More on automation:http://www.aei-ideas.org/2014/09/realistically-wouldnt-a-15-per-hour-minimum-wage-significantly-accelerate-automation/
Min wage as compulsory unemployment (min wage CREATES no jobs, but it sure does OUTLAW some):
http://www.aei-ideas.org/2014/03/murrary-rothbard-on-the-minimum-wage/Former Enron consultant Paul Krugman here:
http://www.aei-ideas.org/2014/09/paul-krugman-on-the-minimumliving-wage-1998-vs-2014/Heart-warming story of a young boy in need of a prosthetic arm.
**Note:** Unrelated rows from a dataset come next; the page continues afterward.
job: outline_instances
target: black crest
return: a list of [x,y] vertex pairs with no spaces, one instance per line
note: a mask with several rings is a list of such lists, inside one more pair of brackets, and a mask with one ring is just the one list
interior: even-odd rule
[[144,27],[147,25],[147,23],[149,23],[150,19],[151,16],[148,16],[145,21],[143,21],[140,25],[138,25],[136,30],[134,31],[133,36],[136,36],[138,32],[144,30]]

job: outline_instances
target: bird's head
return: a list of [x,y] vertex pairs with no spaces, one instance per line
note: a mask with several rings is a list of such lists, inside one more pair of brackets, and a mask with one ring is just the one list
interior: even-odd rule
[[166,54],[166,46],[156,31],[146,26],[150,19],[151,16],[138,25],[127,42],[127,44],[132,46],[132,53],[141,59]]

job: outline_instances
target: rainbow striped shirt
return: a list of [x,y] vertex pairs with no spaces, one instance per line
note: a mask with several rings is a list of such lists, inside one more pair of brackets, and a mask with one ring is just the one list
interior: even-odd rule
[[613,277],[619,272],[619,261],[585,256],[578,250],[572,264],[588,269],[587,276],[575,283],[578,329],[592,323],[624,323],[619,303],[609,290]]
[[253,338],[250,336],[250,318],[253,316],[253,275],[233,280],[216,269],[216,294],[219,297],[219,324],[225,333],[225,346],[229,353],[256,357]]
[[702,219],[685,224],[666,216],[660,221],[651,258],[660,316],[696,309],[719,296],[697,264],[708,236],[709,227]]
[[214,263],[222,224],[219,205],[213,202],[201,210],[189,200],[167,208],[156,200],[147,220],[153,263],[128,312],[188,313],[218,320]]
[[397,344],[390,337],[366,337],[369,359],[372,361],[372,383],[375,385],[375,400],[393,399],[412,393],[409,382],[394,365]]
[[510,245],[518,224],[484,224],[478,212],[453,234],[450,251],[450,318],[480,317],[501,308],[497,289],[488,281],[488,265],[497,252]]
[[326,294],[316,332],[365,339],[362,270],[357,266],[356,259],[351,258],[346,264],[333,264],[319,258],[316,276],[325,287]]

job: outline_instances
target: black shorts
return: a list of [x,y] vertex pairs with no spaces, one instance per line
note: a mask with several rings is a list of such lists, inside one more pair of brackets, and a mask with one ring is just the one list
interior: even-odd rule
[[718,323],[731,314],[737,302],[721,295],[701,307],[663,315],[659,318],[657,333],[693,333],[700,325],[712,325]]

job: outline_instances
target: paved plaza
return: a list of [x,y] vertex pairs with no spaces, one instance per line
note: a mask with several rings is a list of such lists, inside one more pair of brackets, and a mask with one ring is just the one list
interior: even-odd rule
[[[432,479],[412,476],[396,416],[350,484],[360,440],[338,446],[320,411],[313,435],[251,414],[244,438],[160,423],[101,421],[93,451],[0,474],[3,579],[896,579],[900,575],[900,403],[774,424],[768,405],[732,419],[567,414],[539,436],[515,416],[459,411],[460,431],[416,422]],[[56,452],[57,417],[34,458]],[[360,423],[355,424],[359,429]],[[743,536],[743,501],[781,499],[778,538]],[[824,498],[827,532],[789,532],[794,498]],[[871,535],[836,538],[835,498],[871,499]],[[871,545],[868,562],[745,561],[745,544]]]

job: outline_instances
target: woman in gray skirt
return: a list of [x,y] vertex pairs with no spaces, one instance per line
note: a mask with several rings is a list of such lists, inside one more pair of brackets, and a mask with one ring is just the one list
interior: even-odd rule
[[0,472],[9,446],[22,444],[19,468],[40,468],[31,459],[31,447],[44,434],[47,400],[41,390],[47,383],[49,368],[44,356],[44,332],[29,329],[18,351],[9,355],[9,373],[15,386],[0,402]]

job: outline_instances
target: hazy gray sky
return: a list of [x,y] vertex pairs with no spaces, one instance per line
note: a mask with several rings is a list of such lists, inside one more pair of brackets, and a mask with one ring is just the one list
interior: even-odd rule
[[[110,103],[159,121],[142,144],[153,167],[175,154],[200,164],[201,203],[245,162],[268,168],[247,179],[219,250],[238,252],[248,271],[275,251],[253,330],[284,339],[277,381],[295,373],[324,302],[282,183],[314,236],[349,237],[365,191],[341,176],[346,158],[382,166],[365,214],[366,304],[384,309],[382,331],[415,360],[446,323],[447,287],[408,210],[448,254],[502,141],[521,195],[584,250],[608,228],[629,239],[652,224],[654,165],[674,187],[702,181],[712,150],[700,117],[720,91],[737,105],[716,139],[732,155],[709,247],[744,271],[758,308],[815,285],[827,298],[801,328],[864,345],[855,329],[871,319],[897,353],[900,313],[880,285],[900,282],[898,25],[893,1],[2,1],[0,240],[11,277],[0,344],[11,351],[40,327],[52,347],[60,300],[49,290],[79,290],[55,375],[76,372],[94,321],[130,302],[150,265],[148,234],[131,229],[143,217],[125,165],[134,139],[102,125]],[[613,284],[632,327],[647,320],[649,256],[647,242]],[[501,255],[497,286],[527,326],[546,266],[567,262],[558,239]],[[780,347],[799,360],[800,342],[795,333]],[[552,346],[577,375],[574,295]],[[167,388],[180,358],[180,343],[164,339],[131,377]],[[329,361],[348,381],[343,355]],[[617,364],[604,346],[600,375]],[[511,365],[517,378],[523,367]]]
Such prostheses used to cost up to $40k -- and employ a number of skilled technicians. They now can be printed for $50, putting skilled orthotic technicians increasingly in jeopardy of LOSING THEIR LIVING WAGE!
You know, local shops in my town are upping their game, focusing on customer service or custom work--things that Amazon can't deliver via drone. Why? They don't want to be replaced--and they want to earn money.
You know, I worked in a min wage factory one summer; know what I learned? STUDY HARD!
Min wage jobs are to get your foot in the door: they don't pay a so-called living wage because you aren't SUPPOSED to raise a family flippin' flippin' burgers.
Coupla good quotes:
"An average quick service restaurant spends $13k every year on LABOR for the production of hamburgers. Not only does our machine ELIMINATE NEARLY ALL of that cost [aka jobs], it also OBVIATES the associated MANAGEMENT HEADACHES [aka min wage activists].
and
"Because we have ELIMINATED line cooks, we have also eliminated the kitchen."
Why?
"Because of the MONEY SAVED through OBVIATED LABOR and reduced real estate needs of the kitchen, the restaurant can SPEND MUCH MORE on HIGH QUALITY INGREDIENTS and CUSTOMER SERVICE than a competing restaurant [e.g., strike-sufferin', tax-dodgin', Warren Buffet's ownin' BURGER KING].